The Eckels are fortunate to have a grain elevator or cooperative within five miles of every one of their farms, so they have not needed much on-farm storage in the past. They are looking at building a grain storage facility in the near future to help increase their harvest efficiencies and marketing opportunities. They market their soybeans and corn to the Andersons or Luckey Farmer’s Co-op. They will also haul some soybeans to ADM in Fostoria.

Service to the industry is important to the Eckel’s. Nathan served on the Luckey Farmer’s Cooperative Board for 9 years. He currently serves as Vice President of the Ohio Soybean Council and is in his 11th year. He is also Vice President for Airable Research Laboratory. As a member of the Soybean Council, Nathan has helped facilitate the virtual field trip program for the past 6-7 years, hosting students from all across the state in the cab of his tractor via technology and a video conference. He has seen that program grow from 600 students to nearly 6,000 students from all across the country. Nathan also serves on the Soy Transportation Coalition committee.

Nick works full-time off the farm as the Wood County OSU Extension Educator for Agriculture. He conducts educational programming and coordinates on-farm research projects with area farmers for the eFields On-Farm Research network, as well as helps conduct research at the Ohio Ag Research and Development Center, Northwest Research Station near Hoytville. He enjoys helping farmers grow their knowledge and taking the research information gained and putting it into practice. Nick is currently working on a team doing a drainage research project, helping coordinate the agronomic side of the project and looking at the soil health and disease environment aspect.

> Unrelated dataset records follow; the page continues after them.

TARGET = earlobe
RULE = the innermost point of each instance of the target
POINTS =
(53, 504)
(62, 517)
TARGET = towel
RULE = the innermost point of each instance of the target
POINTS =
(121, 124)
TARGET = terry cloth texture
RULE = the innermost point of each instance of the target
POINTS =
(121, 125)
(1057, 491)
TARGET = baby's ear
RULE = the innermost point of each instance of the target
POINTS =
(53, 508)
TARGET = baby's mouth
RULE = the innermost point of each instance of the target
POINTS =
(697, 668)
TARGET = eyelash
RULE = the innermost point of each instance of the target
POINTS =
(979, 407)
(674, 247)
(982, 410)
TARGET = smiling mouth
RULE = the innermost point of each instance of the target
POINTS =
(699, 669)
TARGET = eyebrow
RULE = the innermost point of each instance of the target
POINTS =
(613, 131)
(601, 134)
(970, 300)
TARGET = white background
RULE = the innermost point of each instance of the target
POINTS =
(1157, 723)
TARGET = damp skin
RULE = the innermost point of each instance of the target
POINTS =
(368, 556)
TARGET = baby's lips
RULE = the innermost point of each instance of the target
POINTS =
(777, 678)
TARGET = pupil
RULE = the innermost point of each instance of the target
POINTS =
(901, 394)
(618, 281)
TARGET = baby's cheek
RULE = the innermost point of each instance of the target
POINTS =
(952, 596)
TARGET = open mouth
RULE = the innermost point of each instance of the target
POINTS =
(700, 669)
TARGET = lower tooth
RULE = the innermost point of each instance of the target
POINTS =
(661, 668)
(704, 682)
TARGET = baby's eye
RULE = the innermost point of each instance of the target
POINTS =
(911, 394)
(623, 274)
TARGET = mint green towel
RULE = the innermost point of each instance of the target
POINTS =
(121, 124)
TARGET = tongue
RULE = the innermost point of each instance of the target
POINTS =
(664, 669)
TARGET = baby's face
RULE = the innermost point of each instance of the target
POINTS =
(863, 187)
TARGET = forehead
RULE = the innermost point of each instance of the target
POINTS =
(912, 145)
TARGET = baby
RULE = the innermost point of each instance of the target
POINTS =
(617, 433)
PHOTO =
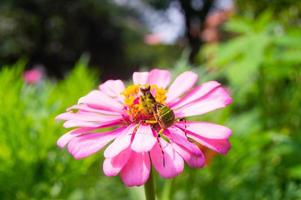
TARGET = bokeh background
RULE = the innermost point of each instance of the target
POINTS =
(54, 51)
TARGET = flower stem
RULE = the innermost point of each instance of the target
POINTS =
(149, 188)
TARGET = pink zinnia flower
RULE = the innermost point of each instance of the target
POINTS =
(141, 135)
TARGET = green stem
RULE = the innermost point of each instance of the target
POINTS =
(149, 188)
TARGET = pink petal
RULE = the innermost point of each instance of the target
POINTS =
(112, 88)
(99, 99)
(183, 83)
(178, 137)
(76, 123)
(195, 94)
(140, 78)
(144, 139)
(170, 163)
(67, 137)
(87, 116)
(195, 161)
(221, 146)
(217, 98)
(159, 77)
(112, 166)
(137, 169)
(86, 108)
(120, 143)
(87, 144)
(205, 129)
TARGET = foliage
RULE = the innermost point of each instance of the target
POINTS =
(32, 166)
(261, 66)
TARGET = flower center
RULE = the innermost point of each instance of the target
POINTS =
(139, 105)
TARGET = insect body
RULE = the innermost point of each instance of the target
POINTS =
(163, 115)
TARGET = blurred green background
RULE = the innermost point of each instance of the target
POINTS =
(252, 47)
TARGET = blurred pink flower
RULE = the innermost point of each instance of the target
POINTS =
(33, 76)
(152, 39)
(137, 138)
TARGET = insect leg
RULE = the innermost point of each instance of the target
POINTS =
(163, 154)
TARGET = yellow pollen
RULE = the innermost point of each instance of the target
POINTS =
(132, 102)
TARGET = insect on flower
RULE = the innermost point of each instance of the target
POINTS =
(148, 125)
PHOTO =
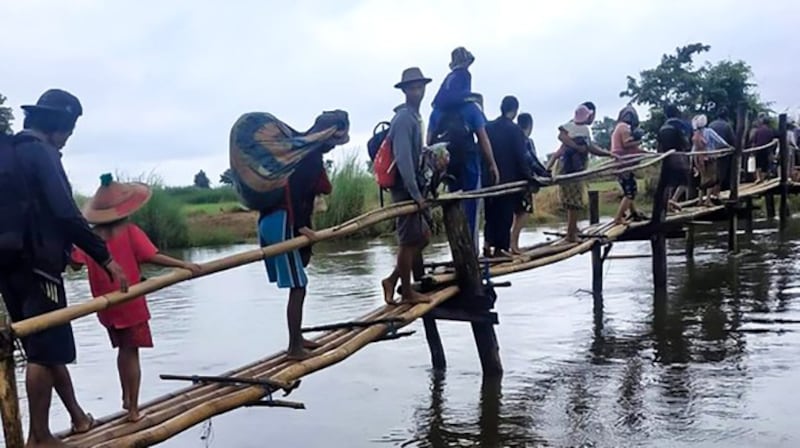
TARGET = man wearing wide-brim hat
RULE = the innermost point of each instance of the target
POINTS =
(405, 137)
(39, 197)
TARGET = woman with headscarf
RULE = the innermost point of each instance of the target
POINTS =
(706, 139)
(625, 141)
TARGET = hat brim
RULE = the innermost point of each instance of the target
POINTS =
(33, 107)
(139, 196)
(402, 84)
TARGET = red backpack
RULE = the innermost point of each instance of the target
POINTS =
(384, 165)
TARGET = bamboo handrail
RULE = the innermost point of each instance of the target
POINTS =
(774, 143)
(72, 312)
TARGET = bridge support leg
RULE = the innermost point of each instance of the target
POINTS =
(658, 244)
(748, 202)
(438, 360)
(472, 293)
(9, 401)
(597, 260)
(769, 200)
(784, 154)
(690, 231)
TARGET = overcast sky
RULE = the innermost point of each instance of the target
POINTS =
(162, 82)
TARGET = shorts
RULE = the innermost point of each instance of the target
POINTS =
(627, 182)
(137, 336)
(28, 294)
(763, 159)
(413, 229)
(285, 269)
(524, 204)
(571, 196)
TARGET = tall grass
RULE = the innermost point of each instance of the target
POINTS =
(195, 195)
(354, 192)
(161, 218)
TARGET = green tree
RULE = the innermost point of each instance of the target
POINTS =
(601, 132)
(226, 178)
(201, 180)
(6, 117)
(694, 89)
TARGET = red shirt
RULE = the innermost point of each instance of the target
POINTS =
(129, 247)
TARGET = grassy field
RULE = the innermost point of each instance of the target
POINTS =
(179, 217)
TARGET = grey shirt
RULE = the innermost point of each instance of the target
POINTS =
(405, 134)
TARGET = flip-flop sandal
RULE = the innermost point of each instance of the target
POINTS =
(92, 424)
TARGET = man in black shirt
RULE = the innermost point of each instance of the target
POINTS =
(508, 142)
(33, 285)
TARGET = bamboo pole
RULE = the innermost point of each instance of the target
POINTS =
(9, 400)
(72, 312)
(237, 399)
(170, 405)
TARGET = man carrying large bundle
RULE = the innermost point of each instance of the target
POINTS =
(265, 156)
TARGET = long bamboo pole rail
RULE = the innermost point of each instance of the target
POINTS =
(72, 312)
(192, 408)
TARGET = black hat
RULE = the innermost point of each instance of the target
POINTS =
(410, 76)
(56, 100)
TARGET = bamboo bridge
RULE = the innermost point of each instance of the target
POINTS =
(462, 290)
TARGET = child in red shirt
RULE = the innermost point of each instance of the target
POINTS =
(127, 323)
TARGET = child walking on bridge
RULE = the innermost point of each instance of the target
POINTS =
(127, 323)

Nolan started the cattle operation as a high school FFA Supervised Agricultural Experience SAE project and has grown it over the years. Jim Eckel (the father of Nathan, Nick and Nolan) told the boys that when the doctor told him that he needed to get more active to be healthier, he was not going to go to a gym to work-out. If he was going to get more active, then they were going to make money doing something, and so he jumped on board the cattle side of the business with Nolan until his passing in 2010. 

The future looks bright for Eckel Grain Farms and Eckel Cattle Company. There are plans for a new grain storage and drying facility. The seventh generation is coming up in the family and showing interest in farming. New technology in the industry also interests the brothers. They are open-minded to seeing what the potential is and how it fits their operation economically. Evaluating the benefits of cover crops and soil health testing, as well as the use of biologicals are also things on the horizon for the Eckels.